Rehabilitation during conservative treatment of a disk hernia includes:
Massage / soft tissue manipulation
Postural taping and postural support (cushions) to maintain optimal position of the shoulders, neck and lumbar spine and encourage alignment of the spine to avoid further damage and recurrent disc prolapse
Physical exercises (e.g. clinical Pilates) to reposition the disk, improve strength, core stability, flexibility and posture
Education on daily activity modification
Ergonomic advice on sitting, bending, carrying weights
Gradual return to strenuous activity program
Post-surgery recovery and rehabilitation
The hospital stay following PLIF, TLIF, ALIF and ACDF is normally quite short (a few days) or even just a day. Following discectomy of the cervical spine, without bone fusion, a neck brace is worn for months to allow bone healing. In case of fusion with metal instrumentation the stability of the spine is such that the use of braces is not necessary. The patient can resume normal activities paying attention to not over-stretch or add pressure to the spine. Rehabilitation usually commences a month post-surgery with a gradual step exercise supported by antiinflammatory treatment. General fitness condition is provided with walking and cycling followed by specific exercises to strengthen the muscles of the cervical and thoracic spine. A specialised physiotherapist will instruct the patient on how to modify daily activities to prevent excessive pressure on the operated vertebrae.

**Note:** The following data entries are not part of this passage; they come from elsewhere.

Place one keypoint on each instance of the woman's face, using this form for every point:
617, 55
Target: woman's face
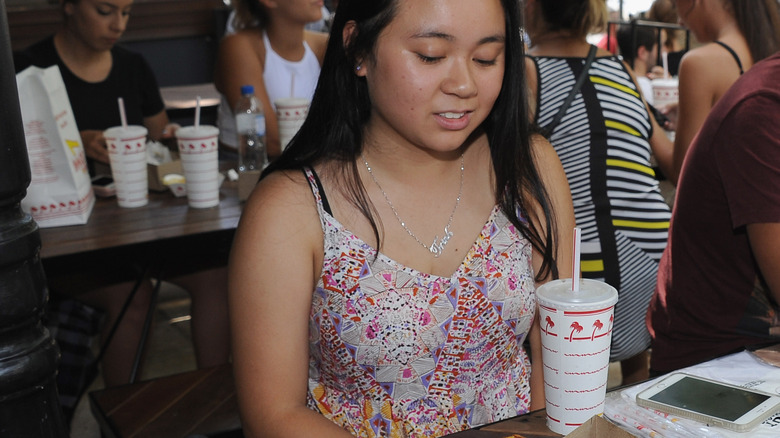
436, 72
98, 23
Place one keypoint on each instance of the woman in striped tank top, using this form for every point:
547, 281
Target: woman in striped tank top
605, 140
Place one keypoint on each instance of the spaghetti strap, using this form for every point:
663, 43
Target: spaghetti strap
733, 54
319, 194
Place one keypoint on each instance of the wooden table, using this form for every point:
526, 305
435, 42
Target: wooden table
165, 217
201, 402
531, 425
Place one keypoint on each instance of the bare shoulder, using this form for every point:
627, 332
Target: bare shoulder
282, 201
246, 39
318, 41
705, 60
544, 153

MISS reduces significantly the hospital stay and time of recovery. After surgery patients are rarely admitted to the ICU and remain in the hospital for maximum a week, if no complications arise. By preserving the integrity of the spinal muscles and other soft tissues, pain is minimised. Physical therapy can begin sooner accelerating the overall wellbeing of the patient. With spinal fusion the patient may require longer recovery before commencing strenuous physical activity. It is paramount to maintain a good alignment of the spine for a few months until the vertebrae have healed. Walking and other moderate activities are permitted.
Changes in life style and patients’ technique during physical activity are essential to prevent spinal disk herniation. Firstly, maintenance of physical condition will strengthen the muscles of the spine and alleviate the pressure to the vertebrae, disks and ligaments. Sitting, weight lifting, bending and twisting need to be performed with a correct posture (e.g. by keeping the spine straight and knees bent). Avoiding heavy weights, carrying heavy bags, losing excessive weight, and quitting smoking are recommended to improve the health of the spine and prevent recurrent problems.